Swedzinski: Robust tax relief should be in store
Minnesota’s budget surplus continues to snowball and State Rep. Chris Swedzinski, R-Ghent, said the conditions remain ripe for permanent tax relief at a time people are facing higher costs of living.
Minnesota Management & Budget issued its February economic forecast Monday ad it projects a $9.3 billion biennial surplus. That figure is up $1.5 billion from the already historic $7.7 billion surplus projected in November. State officials indicate “A higher income, consumer spending, and corporate profit forecast results in an improved revenue projection while spending is slightly lower in E-12 education and Health and Human Services.”
Swedzinski said the state already is fully funded for the biennium, meaning robust tax relief should be in store with the state’s whopping excess revenue.

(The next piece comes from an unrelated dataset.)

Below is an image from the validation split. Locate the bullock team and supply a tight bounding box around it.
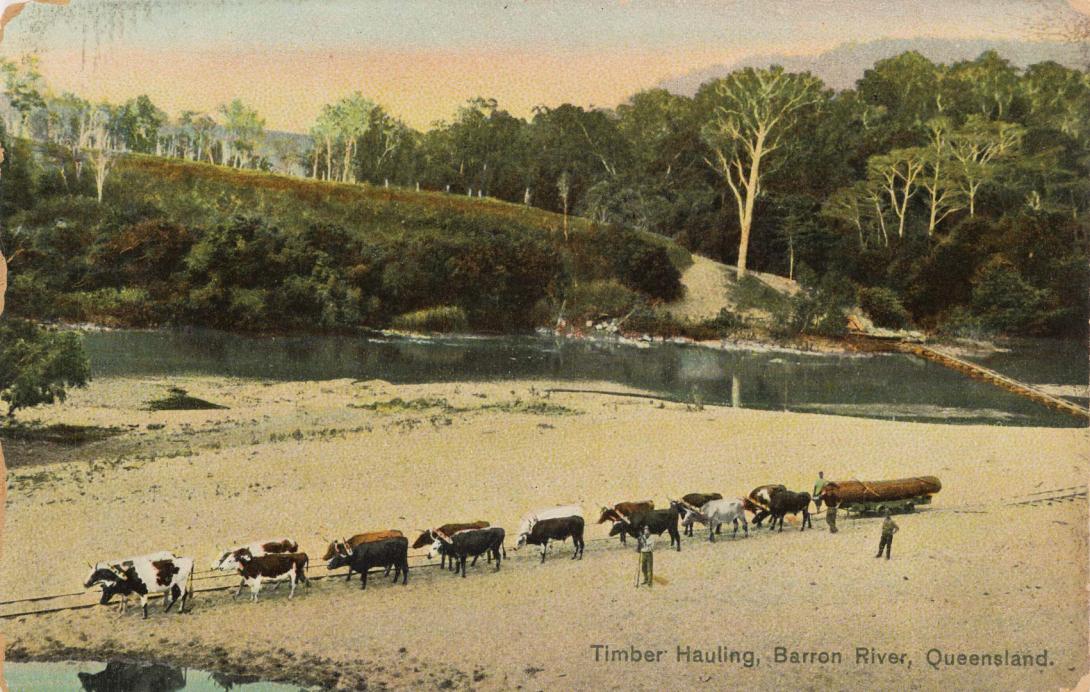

“It is mind-boggling for our government to have an $10 billion in excess revenue at a time families and businesses throughout Minnesota are struggling with higher prices on gas, food and everything in between these days,” Swedzinski said. “This surplus needs to be converted to meaningful, permanent tax relief and ending our state’s tax on Social Security is just the start of it.
“This massive surplus also underscores the injustice it would be to allow Minnesota businesses to suffer large tax increases by failing to fully replenish the state’s unemployment insurance fund by mid-March. The state has far more money than it needs and the Senate already passed a bipartisan bill that puts this issue to rest. House Democrats need to stop playing partisan games so we can get this done.”
In its report, MMB also indicates the structural balance in the FY 2024-25 planning estimates remains positive and largely unchanged from November. It also says uncertainty due to inflation and geopolitical conflict pose risk to the budget and economic outlook.
RFA loan bill advances to House
Legislation Swedzinski authored to help speed up turnaround time on Rural Finance Authority loan program applications recently passed its first committee test in the House.
Swedzinski’s bill (H.F. 3081) appropriates $80,000 to the Department of Agriculture to expedite the processing of RFA applications. Swedzinski said this would be especially helpful to prospective farmers seeking to leverage the RFA’s beginning farmer tax credit program.
“This is a pretty straightforward bill to help us meet a growing need as agriculture transitions,” Swedzinski said. “The RFA does a great job, but it gets inundated with applications and has struggled to keep up with demand. The goal of this bill is to make sure the RFA has the tools and the staff it needs to make sure young farmers have an opportunity to grow and be successful in their operations. ”
Groups from the agricultural industry expressed support for Swedzinski’s bill. Brent Kelsey of agricultural lender Compeer Financial testified to the House Agriculture Finance and Policy Committee in favor of the proposal. Kelsey said he has been a government loan specialist with Compeer the last 11 years and has personally encountered growing RFA processing delays in recent months, with turnaround time stretching from mere days to up to 10 weeks. Kelsey said this can cause program participants to lose interest, cancel their application or even decide not to pursue RFA financing at all.
“The RFA is an extremely valuable resource to farmers in Minnesota, especially young farmers,” Swedzinski said. “My bill just helps make sure the RFA can effectively and efficiently deliver the great services it provides so more farmers can benefit.”
The committee set aside Swedzinski’s bill for potential inclusion in an omnibus agriculture package later this session.